C’est précisément la raison d’être et le fondement du politique. A côté de lui, mais sur le terrain de la morale (on peut en effet distinguer, avec Kant, l’ordre de la légalité et l’ordre de la moralité) une problématique proche va se développer autour cette fois-ci de la loi morale : la possibilité même d’une morale repose selon lui sur l’existence d’une telle loi universelle et transcendante. Etre libre, c’est ne pas céder à ses penchants ou intérêts qui nous habitent en tant qu’êtres empiriques (soumis à l’expérience), mais au contraire d’obéir au devoir ; celui-ci consiste à obéir à cette loi, c’est à dire à soumettre sa « maxime subjective » (c’est à dire son principe d’action, ses intentions) à la règle d’universalisation, ce que Kant appelle « l’impératif catégorique », et qu’il formule ainsi : « Agis de telle sorte que la maxime de ta volonté puisse toujours valoir en même temps comme principe d’une législation universelle ».

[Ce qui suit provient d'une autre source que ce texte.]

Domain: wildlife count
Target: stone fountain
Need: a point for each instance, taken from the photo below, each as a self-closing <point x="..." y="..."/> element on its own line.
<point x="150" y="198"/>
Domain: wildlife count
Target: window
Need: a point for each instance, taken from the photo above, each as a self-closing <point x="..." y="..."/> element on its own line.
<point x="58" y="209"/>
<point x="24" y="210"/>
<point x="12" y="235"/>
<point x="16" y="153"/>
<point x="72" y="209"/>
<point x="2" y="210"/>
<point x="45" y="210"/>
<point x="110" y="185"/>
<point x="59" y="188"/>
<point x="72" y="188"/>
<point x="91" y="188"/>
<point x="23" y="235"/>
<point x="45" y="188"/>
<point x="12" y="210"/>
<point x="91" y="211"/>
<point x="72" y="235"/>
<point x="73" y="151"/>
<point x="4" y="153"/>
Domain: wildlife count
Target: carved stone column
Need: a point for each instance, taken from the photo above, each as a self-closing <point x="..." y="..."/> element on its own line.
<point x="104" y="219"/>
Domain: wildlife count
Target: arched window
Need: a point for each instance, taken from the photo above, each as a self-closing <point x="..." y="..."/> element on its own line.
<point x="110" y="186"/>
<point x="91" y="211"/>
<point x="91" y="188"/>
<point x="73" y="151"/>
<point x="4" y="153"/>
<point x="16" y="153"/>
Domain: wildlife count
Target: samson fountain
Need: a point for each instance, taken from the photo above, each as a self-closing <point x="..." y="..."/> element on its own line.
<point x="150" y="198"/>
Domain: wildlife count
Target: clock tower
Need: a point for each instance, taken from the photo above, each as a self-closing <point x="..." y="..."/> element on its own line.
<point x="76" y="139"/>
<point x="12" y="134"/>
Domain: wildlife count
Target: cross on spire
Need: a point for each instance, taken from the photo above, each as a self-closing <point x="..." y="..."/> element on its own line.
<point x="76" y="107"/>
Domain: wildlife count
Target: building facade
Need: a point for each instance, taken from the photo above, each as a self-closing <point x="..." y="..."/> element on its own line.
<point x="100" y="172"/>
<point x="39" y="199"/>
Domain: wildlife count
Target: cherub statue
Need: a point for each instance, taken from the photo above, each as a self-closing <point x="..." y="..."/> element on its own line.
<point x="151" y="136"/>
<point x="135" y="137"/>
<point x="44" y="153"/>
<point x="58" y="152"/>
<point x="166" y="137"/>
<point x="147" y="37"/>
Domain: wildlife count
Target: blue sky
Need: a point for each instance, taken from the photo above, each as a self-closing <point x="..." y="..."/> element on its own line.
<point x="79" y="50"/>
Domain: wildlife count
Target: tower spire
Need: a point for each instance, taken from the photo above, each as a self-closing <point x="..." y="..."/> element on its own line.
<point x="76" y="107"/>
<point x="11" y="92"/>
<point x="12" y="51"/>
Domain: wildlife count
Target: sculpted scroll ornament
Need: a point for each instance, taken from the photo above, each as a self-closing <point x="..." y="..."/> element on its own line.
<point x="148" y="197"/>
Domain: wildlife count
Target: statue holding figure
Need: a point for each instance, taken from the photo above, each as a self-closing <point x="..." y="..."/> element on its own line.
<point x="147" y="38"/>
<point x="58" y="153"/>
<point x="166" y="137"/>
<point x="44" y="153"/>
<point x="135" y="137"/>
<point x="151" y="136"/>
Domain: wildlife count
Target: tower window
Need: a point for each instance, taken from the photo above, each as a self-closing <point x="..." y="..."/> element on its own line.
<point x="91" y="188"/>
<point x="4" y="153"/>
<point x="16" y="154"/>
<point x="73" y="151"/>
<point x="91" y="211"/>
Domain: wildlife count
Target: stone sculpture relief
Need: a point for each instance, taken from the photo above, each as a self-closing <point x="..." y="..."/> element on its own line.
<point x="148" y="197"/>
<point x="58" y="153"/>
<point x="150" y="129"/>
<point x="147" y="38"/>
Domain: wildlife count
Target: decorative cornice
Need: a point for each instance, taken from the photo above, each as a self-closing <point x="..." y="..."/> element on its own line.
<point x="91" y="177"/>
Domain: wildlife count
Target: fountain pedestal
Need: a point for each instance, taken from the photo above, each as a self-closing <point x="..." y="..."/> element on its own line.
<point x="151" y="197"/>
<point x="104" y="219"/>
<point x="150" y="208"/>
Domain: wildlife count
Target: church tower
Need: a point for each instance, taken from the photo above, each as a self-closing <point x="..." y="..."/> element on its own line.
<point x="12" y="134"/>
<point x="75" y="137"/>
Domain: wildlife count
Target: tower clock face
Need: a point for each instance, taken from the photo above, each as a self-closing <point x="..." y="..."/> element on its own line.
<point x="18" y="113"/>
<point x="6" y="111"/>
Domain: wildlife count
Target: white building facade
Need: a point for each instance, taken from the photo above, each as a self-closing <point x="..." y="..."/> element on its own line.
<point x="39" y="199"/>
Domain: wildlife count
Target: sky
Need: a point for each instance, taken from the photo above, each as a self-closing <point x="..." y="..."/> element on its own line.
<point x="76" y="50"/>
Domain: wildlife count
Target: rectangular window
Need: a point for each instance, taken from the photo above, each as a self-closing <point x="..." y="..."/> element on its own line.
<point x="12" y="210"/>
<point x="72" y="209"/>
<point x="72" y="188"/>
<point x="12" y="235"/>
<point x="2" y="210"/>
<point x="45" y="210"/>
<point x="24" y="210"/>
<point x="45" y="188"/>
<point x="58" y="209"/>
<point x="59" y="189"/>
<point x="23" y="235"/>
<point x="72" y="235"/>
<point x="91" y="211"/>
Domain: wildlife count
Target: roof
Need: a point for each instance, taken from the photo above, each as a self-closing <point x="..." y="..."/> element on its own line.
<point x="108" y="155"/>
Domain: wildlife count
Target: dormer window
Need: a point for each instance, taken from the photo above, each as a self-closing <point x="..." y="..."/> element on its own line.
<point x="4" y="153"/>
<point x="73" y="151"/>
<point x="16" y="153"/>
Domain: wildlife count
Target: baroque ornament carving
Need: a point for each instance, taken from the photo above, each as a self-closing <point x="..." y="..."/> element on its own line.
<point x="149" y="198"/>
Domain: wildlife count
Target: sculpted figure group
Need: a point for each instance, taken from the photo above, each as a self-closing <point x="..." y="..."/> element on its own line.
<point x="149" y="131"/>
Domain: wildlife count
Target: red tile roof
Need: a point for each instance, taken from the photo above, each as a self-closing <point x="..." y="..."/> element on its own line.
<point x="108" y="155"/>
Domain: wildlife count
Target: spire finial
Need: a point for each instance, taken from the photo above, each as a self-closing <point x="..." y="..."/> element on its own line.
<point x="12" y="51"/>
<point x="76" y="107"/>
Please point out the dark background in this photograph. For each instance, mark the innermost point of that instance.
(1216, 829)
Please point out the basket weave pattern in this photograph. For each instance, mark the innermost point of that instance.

Nous avons ainsi deux ordres de réalité incompatibles, explorés par Kant dans ce qu’il appelle « la troisième antinomie de la raison » et qui est l’antinomie entre la nature et la liberté : celle-ci est en effet une rupture incompatible avec l’ordre de la causalité présente dans la nature. Elle suppose une transcendance (celle de la loi morale notamment) qui rompt avec l’immanence de l’enchaînement des causes qui caractérise l’ordre naturel, et qui pose la possibilité d’une volonté libre, au delà de toute dépendance causale à des facteurs extérieurs à la raison. La liberté est ainsi la condition de possibilité d’une morale, en tant qu’elle est puissance d’arrachement aux déterminismes de la nature (et de notre propre nature en tant qu’être empirique soumis aux désirs et intérêts). C’est parce que je suis libre de mes choix que je peux être considéré comme moralement responsable de mes actes. L’existence du mal lui-même (il n’y a pas à proprement parler de « mal » dans la nature, sauf à y porter un regard anthropocentrique) plaide en faveur de ce postulat d’une liberté comme « exilée de toute nature ». C’est bien entendu notre troisième niveau de lecture qui est convoqué ici : au delà de la liberté d’action, limitée mais incontestable, ce dont il est question ici, c’est de l’existence ou non d’une liberté inconditionnelle, irréductible à toute détermination autre qu’elle-même, comme propre de l’homme. Ce que les « anciens » appelaient le libre-arbitre…

 

Quelle liberté au sens ontologique ?

 

Cette question de la liberté est sans doute une des principales pierres d’achoppement des différents systèmes de pensée philosophiques : une ligne de partage semble séparer ceux-ci depuis l’Antiquité selon la réponse qu’ils apportent à la question, même si celle-ci ne se pose explicitement  que depuis l’avènement de la subjectivité, c’est à dire depuis le christianisme augustinien (Saint-Augustin) : la liberté humaine se manifeste avant tout par une puissance négative de défection et de détournement de Dieu. J’ai toujours la possibilité, plutôt que d’être « fils de Dieu », d’être sous la domination de la concupiscence (attirance pour les biens de ce monde héritée du pêché originel). A partir de cette réflexion, le concept de libre-arbitre va être repris, sous une forme ou une autre, par de nombreux philosophes. Parmi ceux-ci, on peut citer Descartes (liberté humaine à l’image de Dieu, d’où cette dimension de l’infini ; s’exprime par la liberté de jugement de l’entendement), Rousseau, Kant (à travers la liberté comme conscience morale, la phénoménologie (Husserl), Sartre et l’existentialisme. Ferry aujourd’hui serait le représentant le plus académique de ce courant de l’idéalisme, devenue depuis Kant « idéalisme transcendantal ». C’est avec lui que nous présenterons brièvement la thèse en présence, et ses enjeux sur le plan de la morale (Kant étant ici exemplaire ; Ferry ne cesse de s’y référer). De quoi s’agit-il ?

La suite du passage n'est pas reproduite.